Original project: cumulo-autumn/StreamDiffusion - examples/screen/main.py — many thanks to the original authors for the code and permissive usage.
Table of contents
- Overview
- Features
- Requirements
- Installation
- Quick start / Usage
- Configuration and CLI options
- Performance & tuning tips
- Troubleshooting
- Contributing
- Acknowledgements
- License
StreamDiffusionWebcam captures frames from a webcam, converts them into tensors, and feeds them into a StreamDiffusion model in img2img mode to produce stylized/generated frames in (near) real time.

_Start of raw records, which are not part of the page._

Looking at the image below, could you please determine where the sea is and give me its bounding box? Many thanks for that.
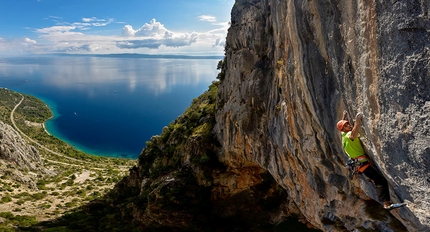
[0,54,223,159]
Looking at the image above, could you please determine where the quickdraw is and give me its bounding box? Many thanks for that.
[346,155,370,178]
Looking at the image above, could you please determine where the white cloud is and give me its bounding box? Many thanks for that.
[24,38,37,44]
[117,19,202,49]
[0,16,228,55]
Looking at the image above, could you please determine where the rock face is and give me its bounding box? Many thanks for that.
[0,121,47,189]
[215,0,430,231]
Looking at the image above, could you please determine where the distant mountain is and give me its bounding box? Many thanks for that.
[49,53,224,59]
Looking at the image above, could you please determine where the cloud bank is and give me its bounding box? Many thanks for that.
[116,19,199,49]
[0,15,228,55]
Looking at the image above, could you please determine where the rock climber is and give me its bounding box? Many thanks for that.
[336,110,394,209]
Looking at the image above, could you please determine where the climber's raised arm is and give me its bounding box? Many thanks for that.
[349,112,363,140]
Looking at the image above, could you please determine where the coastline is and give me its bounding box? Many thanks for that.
[5,88,140,159]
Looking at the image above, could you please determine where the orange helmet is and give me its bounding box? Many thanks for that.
[336,120,348,131]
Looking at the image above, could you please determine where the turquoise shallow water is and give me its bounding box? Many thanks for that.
[0,56,222,158]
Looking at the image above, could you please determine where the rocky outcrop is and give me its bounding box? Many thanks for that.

Output frames are displayed in a viewer process.
- Webcam input (replaces original screen-capture example)
- Uses StreamDiffusion for image-to-image diffusion generation
- Supports acceleration options (xformers / TensorRT)
- Frame buffering for batching
- Prompt / negative-prompt customization via CLI
- Simple viewer process to display generated frames and FPS
- Linux / Windows / macOS with a working webcam
- NVIDIA GPU recommended for real-time performance (RTX series suggested)
- Python 3.10 (tested with 3.10)
- CUDA and NVIDIA drivers appropriate for your chosen PyTorch build
- Conda recommended for environment management
- Clone repository
git clone https://github.com/ErenalpCet/StreamDiffusionWebcam.git
cd StreamDiffusionWebcam- Create and activate a conda environment (recommended)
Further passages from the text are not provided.